Hundreds of millions of years ago, long before the present landscape was formed, erosion carved an ancestral terrain of mountains, hills, and canyons into the ancient granitic rock. There were no trees, wildflowers, or animals to relieve the barrenness of the wind- and rain-swept landscape. A half-billion years ago, only a few primitive plants (algae) may have spotted the jagged granite hills.
Then, from a series of long cracks or fissures in the earth, layer after layer of lava poured out until most of the granitic hills were submerged in a vast, level plain of lava. These basaltic outpourings formed the principal rocks of the Catoctin formation. Long after the lavas had hardened, they were radically altered by intense metamorphism into completely new groups of minerals, which give the rock its present characteristic green color, and its name—greenstone. This extremely durable greenstone schist caps many of the highest peaks in Shenandoah.
The lava plateau sank slowly beneath advancing Paleozoic seas. Some 30,000 feet of sea-floor sediments were deposited in a vast trough, or geosyncline. Only the very lowest or oldest rocks from this age are now found in the north and south districts of the park. They belong to the Chilhowee series, but throughout the central district even these have been stripped by erosion from the crest of the Blue Ridge.

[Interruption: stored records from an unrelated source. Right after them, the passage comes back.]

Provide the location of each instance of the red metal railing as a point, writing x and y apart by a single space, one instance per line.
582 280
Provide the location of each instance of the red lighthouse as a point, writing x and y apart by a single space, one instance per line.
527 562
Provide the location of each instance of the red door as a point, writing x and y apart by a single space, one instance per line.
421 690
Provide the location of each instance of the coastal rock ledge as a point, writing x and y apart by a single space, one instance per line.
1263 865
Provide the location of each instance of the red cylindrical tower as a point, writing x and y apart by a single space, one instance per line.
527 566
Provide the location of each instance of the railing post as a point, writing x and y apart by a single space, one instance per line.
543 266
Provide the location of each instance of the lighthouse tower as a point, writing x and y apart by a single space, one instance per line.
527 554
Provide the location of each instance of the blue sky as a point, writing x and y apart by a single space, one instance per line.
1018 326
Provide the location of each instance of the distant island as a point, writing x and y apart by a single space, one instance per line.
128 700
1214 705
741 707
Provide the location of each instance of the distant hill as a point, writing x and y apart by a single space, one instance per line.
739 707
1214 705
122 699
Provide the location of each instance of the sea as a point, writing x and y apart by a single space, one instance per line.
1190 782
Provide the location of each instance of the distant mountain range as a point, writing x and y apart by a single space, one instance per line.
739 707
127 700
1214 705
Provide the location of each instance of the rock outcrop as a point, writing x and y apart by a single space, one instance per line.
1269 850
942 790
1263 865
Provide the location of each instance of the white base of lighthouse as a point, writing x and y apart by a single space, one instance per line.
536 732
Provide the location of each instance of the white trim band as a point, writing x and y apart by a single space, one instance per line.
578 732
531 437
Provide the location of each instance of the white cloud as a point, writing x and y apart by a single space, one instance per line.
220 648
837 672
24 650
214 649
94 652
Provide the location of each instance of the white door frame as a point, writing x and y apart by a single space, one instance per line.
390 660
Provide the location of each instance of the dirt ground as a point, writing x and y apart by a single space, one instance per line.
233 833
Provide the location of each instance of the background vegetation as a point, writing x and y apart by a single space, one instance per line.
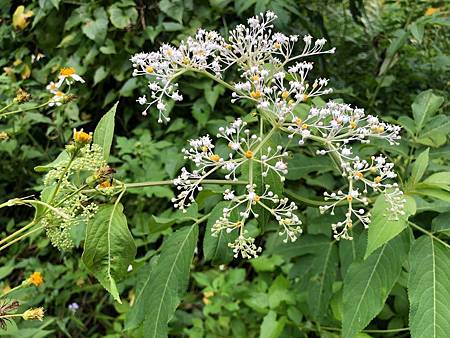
391 59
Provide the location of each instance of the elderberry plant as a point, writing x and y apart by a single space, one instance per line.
261 67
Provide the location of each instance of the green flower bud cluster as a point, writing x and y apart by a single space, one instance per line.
63 190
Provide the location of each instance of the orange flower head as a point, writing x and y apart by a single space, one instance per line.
36 278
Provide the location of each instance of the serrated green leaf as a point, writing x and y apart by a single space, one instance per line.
419 167
301 165
97 27
104 132
216 248
383 227
109 247
368 283
320 285
424 106
271 327
439 179
167 283
429 289
63 156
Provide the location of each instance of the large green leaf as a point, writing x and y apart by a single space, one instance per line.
424 106
104 132
158 299
429 289
320 284
109 247
419 167
383 227
368 283
216 248
301 165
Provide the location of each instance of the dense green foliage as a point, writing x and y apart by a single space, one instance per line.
392 280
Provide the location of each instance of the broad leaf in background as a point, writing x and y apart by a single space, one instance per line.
368 283
301 165
166 284
109 247
424 106
320 284
271 327
383 227
103 134
419 167
216 248
429 289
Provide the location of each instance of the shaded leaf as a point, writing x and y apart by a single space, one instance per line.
368 283
109 247
429 289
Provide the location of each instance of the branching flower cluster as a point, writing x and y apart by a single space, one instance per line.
277 81
63 190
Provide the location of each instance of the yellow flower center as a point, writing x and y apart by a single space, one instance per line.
248 154
81 136
36 278
256 94
105 184
215 158
67 71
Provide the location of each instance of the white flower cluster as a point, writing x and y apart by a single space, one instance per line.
245 151
249 47
277 82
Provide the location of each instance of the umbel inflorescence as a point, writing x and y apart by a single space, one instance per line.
277 82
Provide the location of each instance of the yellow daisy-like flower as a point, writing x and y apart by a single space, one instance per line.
34 314
36 278
81 136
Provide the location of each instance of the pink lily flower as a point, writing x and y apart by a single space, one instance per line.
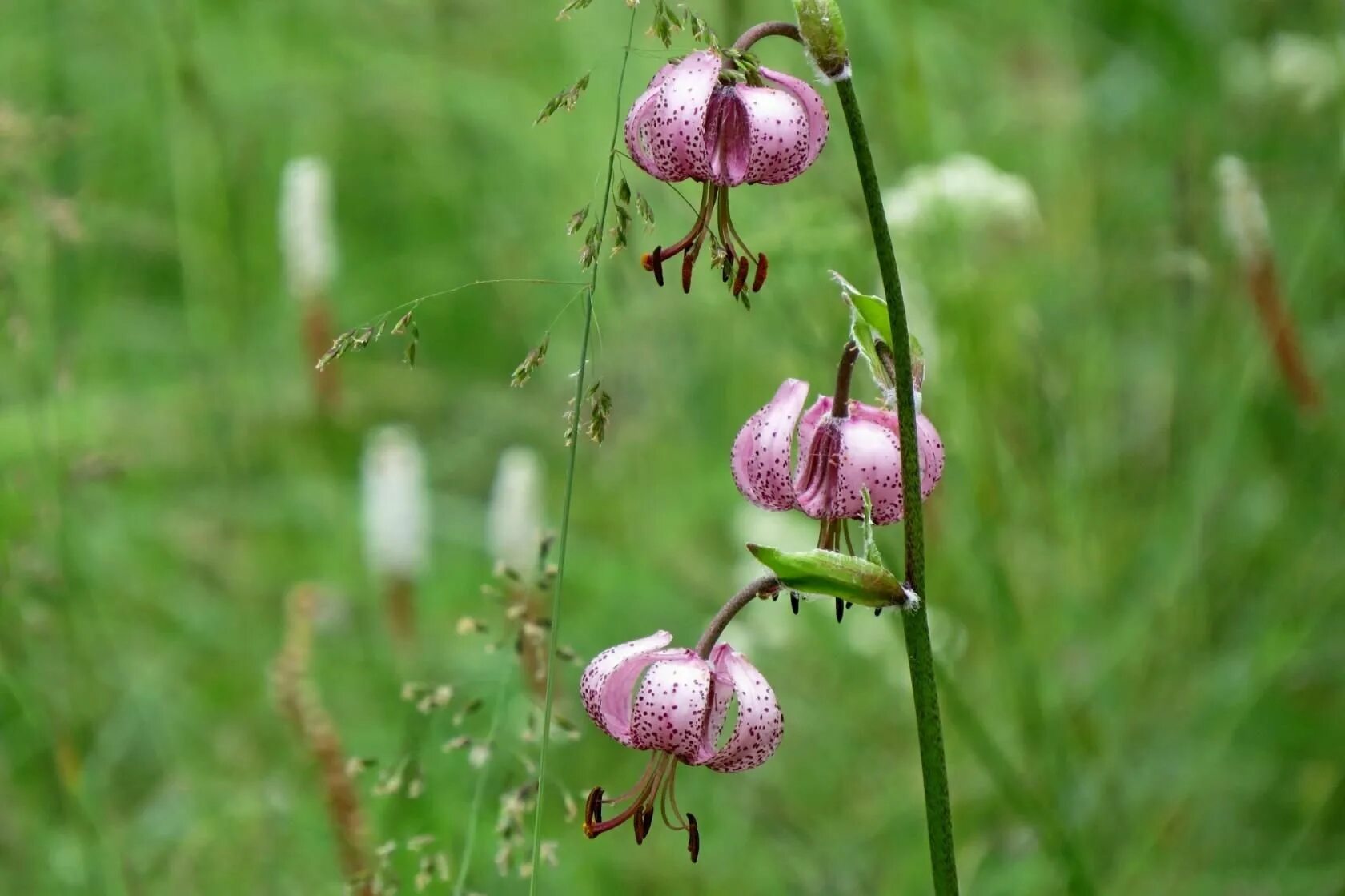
838 456
674 704
697 120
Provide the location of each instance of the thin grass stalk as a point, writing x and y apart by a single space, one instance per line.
563 545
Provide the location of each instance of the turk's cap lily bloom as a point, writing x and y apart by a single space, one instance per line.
690 124
838 456
674 704
723 127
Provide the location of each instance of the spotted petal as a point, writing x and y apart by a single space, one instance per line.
789 124
670 708
761 724
868 454
636 132
609 678
931 455
761 455
664 131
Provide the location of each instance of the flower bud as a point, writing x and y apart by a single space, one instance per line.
824 37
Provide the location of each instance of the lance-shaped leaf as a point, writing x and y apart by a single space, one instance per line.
826 572
870 310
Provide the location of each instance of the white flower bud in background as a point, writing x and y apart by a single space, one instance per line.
514 516
1305 70
1246 223
966 190
395 504
307 239
1307 67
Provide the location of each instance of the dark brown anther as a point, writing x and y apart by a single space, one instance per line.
642 824
654 261
592 811
761 279
741 279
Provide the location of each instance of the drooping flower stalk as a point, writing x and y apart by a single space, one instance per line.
822 21
919 650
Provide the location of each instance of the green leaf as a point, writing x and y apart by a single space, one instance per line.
572 6
873 311
642 207
828 572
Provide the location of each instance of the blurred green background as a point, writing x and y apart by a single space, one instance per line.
1135 556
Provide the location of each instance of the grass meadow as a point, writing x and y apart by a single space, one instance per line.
1135 557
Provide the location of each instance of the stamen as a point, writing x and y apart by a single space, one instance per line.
642 826
741 279
593 809
639 786
638 809
708 195
761 279
643 820
654 261
670 797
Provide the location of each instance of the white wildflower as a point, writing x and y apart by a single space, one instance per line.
395 504
514 517
965 189
1246 223
307 239
479 755
1299 67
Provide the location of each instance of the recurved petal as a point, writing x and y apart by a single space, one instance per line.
865 451
761 724
608 682
728 138
761 456
670 132
639 139
931 455
670 708
789 124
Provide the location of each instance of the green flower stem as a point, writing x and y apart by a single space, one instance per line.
933 765
569 475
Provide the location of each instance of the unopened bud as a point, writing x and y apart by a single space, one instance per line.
824 37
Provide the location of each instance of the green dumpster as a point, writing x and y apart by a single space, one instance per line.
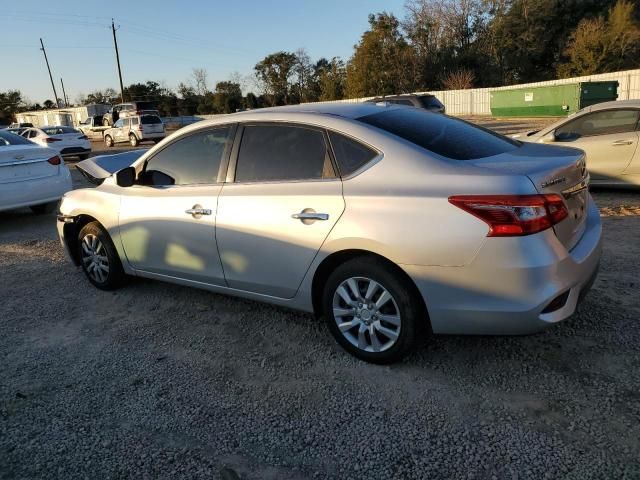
551 101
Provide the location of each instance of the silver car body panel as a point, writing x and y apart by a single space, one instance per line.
396 207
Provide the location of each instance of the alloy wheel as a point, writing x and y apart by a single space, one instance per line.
94 258
366 314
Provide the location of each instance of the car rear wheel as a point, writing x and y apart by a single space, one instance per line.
370 310
99 258
43 208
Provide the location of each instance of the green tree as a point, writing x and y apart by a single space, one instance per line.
600 45
380 64
274 72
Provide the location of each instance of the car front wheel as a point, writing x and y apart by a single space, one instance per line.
371 311
99 258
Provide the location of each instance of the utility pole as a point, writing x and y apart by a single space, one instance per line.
50 76
64 94
115 43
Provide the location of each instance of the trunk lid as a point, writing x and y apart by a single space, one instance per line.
551 169
22 162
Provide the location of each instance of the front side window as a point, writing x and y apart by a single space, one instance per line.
350 154
450 137
599 123
285 153
194 159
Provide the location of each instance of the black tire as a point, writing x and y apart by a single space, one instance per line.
114 277
408 307
44 208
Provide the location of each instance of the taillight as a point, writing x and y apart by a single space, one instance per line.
513 215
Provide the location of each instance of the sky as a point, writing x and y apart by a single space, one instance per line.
164 40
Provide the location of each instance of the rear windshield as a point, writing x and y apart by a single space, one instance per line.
145 106
440 134
59 130
8 138
150 120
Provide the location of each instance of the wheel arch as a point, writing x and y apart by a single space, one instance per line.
71 231
332 261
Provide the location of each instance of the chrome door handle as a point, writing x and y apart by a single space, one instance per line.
197 211
310 216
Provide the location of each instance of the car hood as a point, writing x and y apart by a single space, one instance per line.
97 168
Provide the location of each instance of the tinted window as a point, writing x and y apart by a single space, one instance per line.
59 130
8 138
350 155
282 153
446 136
599 123
150 120
193 159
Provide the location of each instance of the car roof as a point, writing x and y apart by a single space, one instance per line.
343 109
614 104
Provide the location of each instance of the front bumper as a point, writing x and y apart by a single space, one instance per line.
511 282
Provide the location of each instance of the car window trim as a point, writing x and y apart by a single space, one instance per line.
233 164
223 162
637 110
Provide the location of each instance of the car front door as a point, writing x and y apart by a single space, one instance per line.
281 200
167 220
608 137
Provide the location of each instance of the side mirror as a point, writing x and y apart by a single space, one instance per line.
548 138
126 177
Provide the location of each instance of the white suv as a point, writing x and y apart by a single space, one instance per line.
135 130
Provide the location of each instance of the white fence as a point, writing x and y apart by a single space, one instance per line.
476 101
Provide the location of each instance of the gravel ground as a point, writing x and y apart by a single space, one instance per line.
160 381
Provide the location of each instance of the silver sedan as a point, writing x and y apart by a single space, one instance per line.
390 222
608 133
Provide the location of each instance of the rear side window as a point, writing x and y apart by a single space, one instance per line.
273 152
59 130
446 136
150 120
194 159
599 123
350 155
8 138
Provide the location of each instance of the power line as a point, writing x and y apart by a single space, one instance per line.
55 94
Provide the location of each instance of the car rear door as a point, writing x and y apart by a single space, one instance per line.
281 200
608 137
167 220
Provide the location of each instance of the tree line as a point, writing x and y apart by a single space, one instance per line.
437 44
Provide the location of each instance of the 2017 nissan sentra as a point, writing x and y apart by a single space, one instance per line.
388 221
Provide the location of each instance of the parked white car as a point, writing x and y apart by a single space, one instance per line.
67 141
135 130
608 133
30 175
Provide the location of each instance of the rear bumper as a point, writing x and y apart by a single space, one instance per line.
26 193
511 282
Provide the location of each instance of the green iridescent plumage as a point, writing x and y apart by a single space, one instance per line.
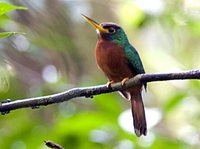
119 60
119 37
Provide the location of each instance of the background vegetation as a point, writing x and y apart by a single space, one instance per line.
57 53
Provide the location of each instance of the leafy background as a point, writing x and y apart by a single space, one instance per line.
57 53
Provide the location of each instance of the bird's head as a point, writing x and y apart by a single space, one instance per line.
109 31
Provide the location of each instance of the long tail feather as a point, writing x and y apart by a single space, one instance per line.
139 119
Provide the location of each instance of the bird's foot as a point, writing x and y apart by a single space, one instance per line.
108 84
124 80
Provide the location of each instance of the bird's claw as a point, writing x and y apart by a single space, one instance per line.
124 80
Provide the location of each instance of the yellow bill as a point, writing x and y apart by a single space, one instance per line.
95 24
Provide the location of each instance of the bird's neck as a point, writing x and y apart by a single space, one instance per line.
123 42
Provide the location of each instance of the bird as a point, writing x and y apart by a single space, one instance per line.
120 61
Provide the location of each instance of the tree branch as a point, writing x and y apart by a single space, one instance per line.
8 105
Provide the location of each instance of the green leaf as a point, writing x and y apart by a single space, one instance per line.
7 34
5 7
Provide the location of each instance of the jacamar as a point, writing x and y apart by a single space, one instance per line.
119 61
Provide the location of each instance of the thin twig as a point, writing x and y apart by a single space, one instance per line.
6 107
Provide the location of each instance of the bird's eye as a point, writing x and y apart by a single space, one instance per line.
111 30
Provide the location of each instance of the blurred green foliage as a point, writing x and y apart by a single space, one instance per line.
4 8
57 53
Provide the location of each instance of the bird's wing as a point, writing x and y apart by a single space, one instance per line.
134 60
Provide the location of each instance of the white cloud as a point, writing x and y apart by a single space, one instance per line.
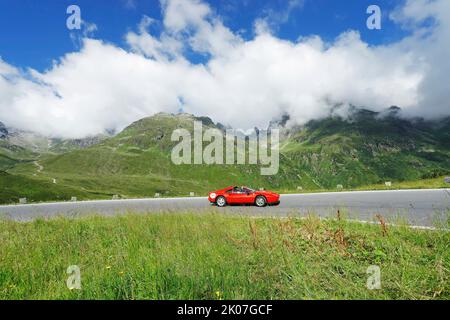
245 83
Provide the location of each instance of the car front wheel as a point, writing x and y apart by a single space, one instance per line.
260 201
220 201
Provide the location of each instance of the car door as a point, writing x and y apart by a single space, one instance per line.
236 196
248 196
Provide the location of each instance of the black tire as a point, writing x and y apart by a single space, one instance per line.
221 201
260 201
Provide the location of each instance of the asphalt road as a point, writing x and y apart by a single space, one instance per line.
417 207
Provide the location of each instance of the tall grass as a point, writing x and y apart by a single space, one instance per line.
209 256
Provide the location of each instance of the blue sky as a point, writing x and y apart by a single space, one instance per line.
241 62
33 33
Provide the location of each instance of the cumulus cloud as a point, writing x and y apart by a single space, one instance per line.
244 83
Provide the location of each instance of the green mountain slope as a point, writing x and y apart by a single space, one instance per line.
367 149
361 150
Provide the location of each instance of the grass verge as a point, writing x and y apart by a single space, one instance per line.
210 256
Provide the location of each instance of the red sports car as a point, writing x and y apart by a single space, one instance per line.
243 195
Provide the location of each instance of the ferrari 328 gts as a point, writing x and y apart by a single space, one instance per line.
243 195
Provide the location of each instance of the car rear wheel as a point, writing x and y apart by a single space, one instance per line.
221 202
260 201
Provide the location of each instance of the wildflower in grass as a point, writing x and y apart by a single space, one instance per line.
219 295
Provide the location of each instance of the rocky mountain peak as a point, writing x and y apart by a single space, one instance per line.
3 131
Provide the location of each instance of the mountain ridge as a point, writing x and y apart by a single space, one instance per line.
364 148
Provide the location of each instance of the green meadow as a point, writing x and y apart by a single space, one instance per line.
212 256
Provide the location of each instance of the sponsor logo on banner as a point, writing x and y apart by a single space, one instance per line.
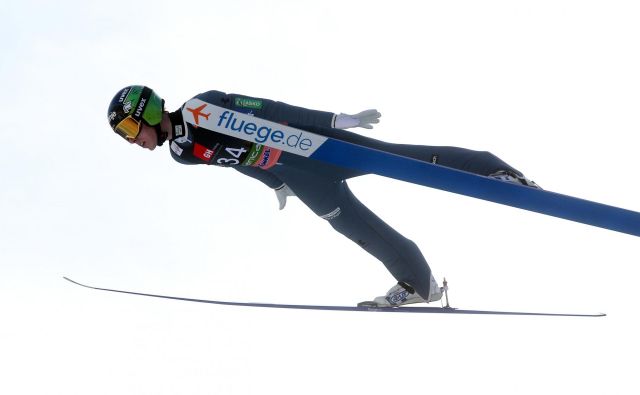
247 102
202 152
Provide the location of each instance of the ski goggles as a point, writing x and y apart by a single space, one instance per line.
129 128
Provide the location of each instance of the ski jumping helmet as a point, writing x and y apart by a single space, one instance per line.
132 106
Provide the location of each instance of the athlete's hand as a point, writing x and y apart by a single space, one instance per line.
363 119
281 193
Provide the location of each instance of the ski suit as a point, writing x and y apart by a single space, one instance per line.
322 186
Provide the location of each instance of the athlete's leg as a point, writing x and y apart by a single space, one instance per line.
479 162
333 201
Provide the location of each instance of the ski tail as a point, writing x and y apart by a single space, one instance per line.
428 309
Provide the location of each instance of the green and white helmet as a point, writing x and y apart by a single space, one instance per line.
132 106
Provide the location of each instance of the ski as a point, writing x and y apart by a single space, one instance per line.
404 309
368 160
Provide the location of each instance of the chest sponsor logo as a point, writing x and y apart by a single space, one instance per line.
202 152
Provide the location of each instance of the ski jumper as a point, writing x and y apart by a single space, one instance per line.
321 186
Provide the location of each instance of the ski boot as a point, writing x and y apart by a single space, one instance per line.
509 176
402 294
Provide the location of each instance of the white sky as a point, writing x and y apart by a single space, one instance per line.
549 86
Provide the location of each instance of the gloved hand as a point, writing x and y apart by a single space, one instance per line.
362 119
281 193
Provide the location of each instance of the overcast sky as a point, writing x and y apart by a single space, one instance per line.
549 86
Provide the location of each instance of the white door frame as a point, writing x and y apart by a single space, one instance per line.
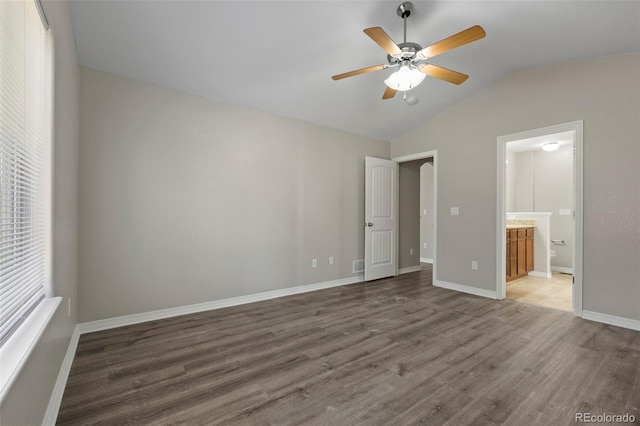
419 156
501 288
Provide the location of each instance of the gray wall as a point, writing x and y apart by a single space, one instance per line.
426 203
185 200
465 136
28 398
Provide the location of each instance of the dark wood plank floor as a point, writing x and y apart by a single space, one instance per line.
394 351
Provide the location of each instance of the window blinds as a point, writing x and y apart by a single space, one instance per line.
25 162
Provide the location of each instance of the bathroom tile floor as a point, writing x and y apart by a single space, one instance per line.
552 293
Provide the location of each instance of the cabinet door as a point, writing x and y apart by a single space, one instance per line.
529 249
512 254
508 255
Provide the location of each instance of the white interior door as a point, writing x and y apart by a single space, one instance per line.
381 219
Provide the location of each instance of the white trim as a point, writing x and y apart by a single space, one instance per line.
409 269
562 269
106 324
16 350
466 289
419 156
51 415
578 177
612 320
539 274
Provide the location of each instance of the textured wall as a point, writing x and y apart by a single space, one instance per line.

Near the end of the Paleozoic era (some 180 million years ago), the sediments of the Appalachian geosyncline were subjected to intense compression by tremendous unknown forces acting from the southeast. These intense pressures slowly wrinkled, folded, shoved, and fractured the ancient granites, lavas, and sea-floor sediments into a great original Appalachian mountain system, which stood several times higher than the present mountains. Most of the younger rocks were shoved into parallel mountain ridges to the west of the Blue Ridge and now form the Allegheny Mountains. Continuous erosion has stripped thousands of feet of material from the former alplike mountains. Vast quantities of this material have been transported to the sea. Some of it was deposited in local basins to the east during the Triassic period. The Triassic redbeds are now being uncovered by erosion along Lee Highway (U.S. 211) and in the road cuts west of Bull Run or Manassas Battlefield. Even today the geologic forces continue, almost unnoticed, to change and shape the land.
PLANTS
Ninety-five percent of the Blue Ridge is wooded, and much of this forest is made up of scarlet, red, and chestnut oaks. On the ridges and dry slopes there may also be hickory, black locust, black birch, and scattered maple, black gum, ash, and pine. In moister coves there is a greater variety of species including white oak, maple, birch, yellow-poplar, sycamore, and basswood. In cooler coves and on north slopes, hemlocks are dominant. At higher elevations, red spruce and balsam fir stand as relics of the northern forest type that covered the Blue Ridge during the more arctic conditions of the Pleistocene Age.